Russia wins court battle over new ACT embassy site

The government has been told not to interfere with Russia's "enjoyment" of its new embassy site.

The government has been told not to interfere with Russia's "enjoyment" of its new embassy site. Photo: AAP

Russia has maintained its lease of a new embassy site in Canberra, despite a push to strip it due to inactivity.

The Russian government took the Commonwealth to court over the cancellation of the lease in Yarralumla.

The Federal Court ordered the Australian government to not interfere with Russia’s “quiet enjoyment of the land”.

The Australian government has also been ordered to not re-enter or take possession of the land for a five-year period.

The lease was cancelled by the National Capital Authority on the basis of inactivity.

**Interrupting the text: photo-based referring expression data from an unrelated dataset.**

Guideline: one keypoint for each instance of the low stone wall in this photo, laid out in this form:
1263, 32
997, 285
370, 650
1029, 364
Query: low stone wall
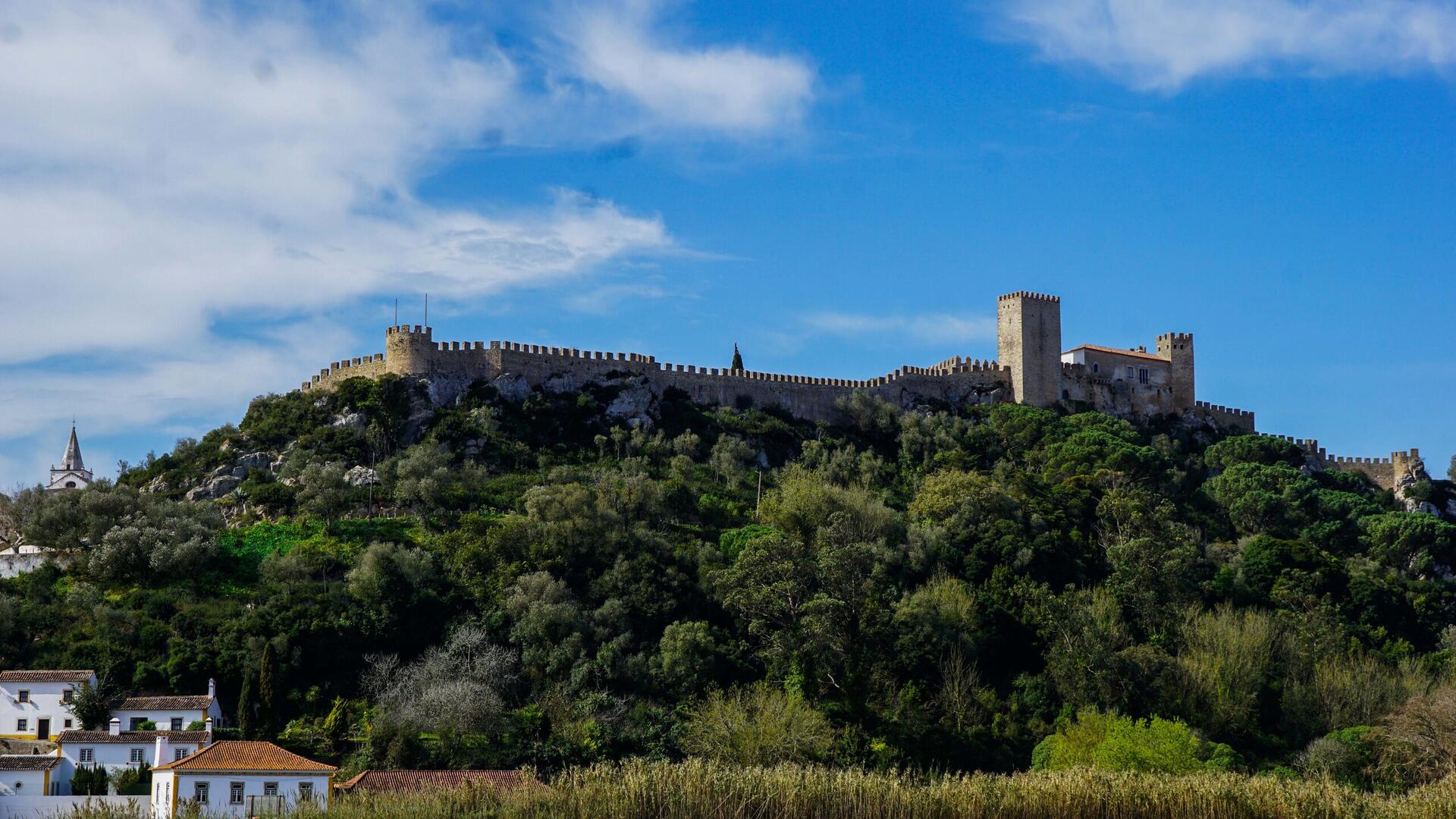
58, 806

Foreign affairs department secretary Jan Adams said the cancellation and subsequent reinstatement of the lease were not related to Australia’s stance against Russia and its invasion of Ukraine and were a matter of contract law.

Opposition foreign affairs spokesman Simon Birmingham said people would be concerned that Russia would be entitled to build a brand new embassy at a prime location in Canberra.

“Surely the government is looking at avenues, legal (and) appropriate avenues, to ensure the Russian Federation doesn’t get to exercise this right to build a sparkling new embassy,” he said on Thursday.

Ms Adams said Australia was a nation that respected the rule of law and property rights.

The foreign affairs department was consulted by the National Capital Authority but didn’t get involved in the proceedings.

Senator Birmingham also pushed the government to provide extra assistance to Ukraine, after Kyiv recently called for the donation of Australian Hawkei vehicles and tanks.

Ukraine has launched a public campaign for extra Australian support, backed by a social media video using footage from the Australian smash hit film Mad Max.

Senator Birmingham said it was embarrassing that Ukraine had to result to public campaigns after direct lobbying from Kyiv to the government.

“This is now a public campaign being waged by the Ukrainian government and officials, presumably out of frustration because they haven’t managed to get a response from Australia,” he said.

“It speaks to our standing in the world, it speaks to perceived support of Ukraine, it speaks to the responsiveness of the Australian government.”

The government says it continues to support Ukraine and condemns Russia’s illegal invasion.

Ms Adams also defended the fact that the Australian embassy in Kyiv was yet to reopen, despite other Western nations re-opening their consulates.

Ms Adams said no Australian embassies were open in active war zones “and certainly none that have drone and missile strikes occurring”.

Relocating back to Kyiv required a robust assessment of security, which had recently deteriorated.

Unlike some NATO countries, she said Australia didn’t have a defence presence within Ukraine.

“As soon as the conditions allow, I would be very pleased to relocate back into Kyiv,” she said.